University of Michigan
Critic: Cyrus PEÑARROYO
LOOK UP: this show began as a representation seminar that asked students to design a venue for the collective consumption of a materialized image.
- Kayla FORD and Alicia MORRIS, “LOOK UP.”, Model Photograph
- Nora BEGIN and Aaron WEAVER, “LOOK UP.”, Model Photograph
- Jinhui HE and XINYUE WEI, “LOOK UP.”, Model Photograph
- Collaborative WORK, “LOOK UP.”, Model Photograph
Students, in three-week sessions, were asked to design a suspended ceiling for a musical performance. This ceiling would act as the temporary backdrop for a musician’s short-term residency in a historic civic building. Components of a drop ceiling were repurposed because of their appeal to the collective imagination – our familiarity with (and desensitization to) the shapes and configurations of this flat surface, collapsed against the iconography of the existing space, is what excites the performer. Typically reserved for the coordination of mechanical systems and atmospheric effects – such as lighting, ventilation, and acoustics – this blank horizontal plane has the potential to do so much more if reanimated by its repressed imagistic identity. To this point, students incorporated selections from their assigned artist’s videography into the logics of the drop ceiling to generate content. Digitally manipulating this imagery and mapping it to the false ceiling helps to extend and reenvision prior narratives embedded within these architectural fragments. While the historic site may call forth nostalgic sentiments about civic values, students had the opportunity – by exploiting contemporary media consumption habits – to use this suspended surface for sponsoring new optical effects that could make an engaged public of an otherwise passive audience.
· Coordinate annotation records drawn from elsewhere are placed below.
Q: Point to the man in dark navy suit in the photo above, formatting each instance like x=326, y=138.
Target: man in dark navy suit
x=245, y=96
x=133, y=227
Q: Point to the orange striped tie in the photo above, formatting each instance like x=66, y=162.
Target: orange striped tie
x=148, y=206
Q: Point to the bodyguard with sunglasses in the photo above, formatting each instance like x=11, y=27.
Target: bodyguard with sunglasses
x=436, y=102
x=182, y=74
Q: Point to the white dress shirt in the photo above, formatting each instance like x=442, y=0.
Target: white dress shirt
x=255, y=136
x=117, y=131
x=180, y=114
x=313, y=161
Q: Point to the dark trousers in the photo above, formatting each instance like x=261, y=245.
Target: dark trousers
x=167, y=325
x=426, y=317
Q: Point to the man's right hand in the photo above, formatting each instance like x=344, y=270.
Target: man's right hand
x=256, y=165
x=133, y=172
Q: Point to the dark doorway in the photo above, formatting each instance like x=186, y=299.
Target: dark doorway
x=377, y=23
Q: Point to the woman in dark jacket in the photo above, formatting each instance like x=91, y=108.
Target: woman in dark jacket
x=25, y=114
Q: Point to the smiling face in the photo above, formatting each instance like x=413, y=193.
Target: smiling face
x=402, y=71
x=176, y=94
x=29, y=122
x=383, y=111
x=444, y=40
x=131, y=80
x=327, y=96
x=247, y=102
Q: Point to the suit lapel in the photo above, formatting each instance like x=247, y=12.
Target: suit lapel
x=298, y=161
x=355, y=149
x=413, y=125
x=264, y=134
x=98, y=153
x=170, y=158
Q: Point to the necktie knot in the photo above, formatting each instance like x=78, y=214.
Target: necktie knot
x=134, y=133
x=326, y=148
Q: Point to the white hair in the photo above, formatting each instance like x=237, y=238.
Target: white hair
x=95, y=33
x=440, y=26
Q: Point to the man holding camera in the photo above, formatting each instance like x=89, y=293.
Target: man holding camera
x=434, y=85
Using the convention of the Reflected Ceiling Plan (RCP), the goal was to create a mockup that combines multiple histories; elicits varied readings (fast/immediate vs. slow/delayed); and works between media. At once a ceiling tile and a depiction of a scenographic strategy, the final models attempted to close the gap between representation and actuality; image and object; physical and digital.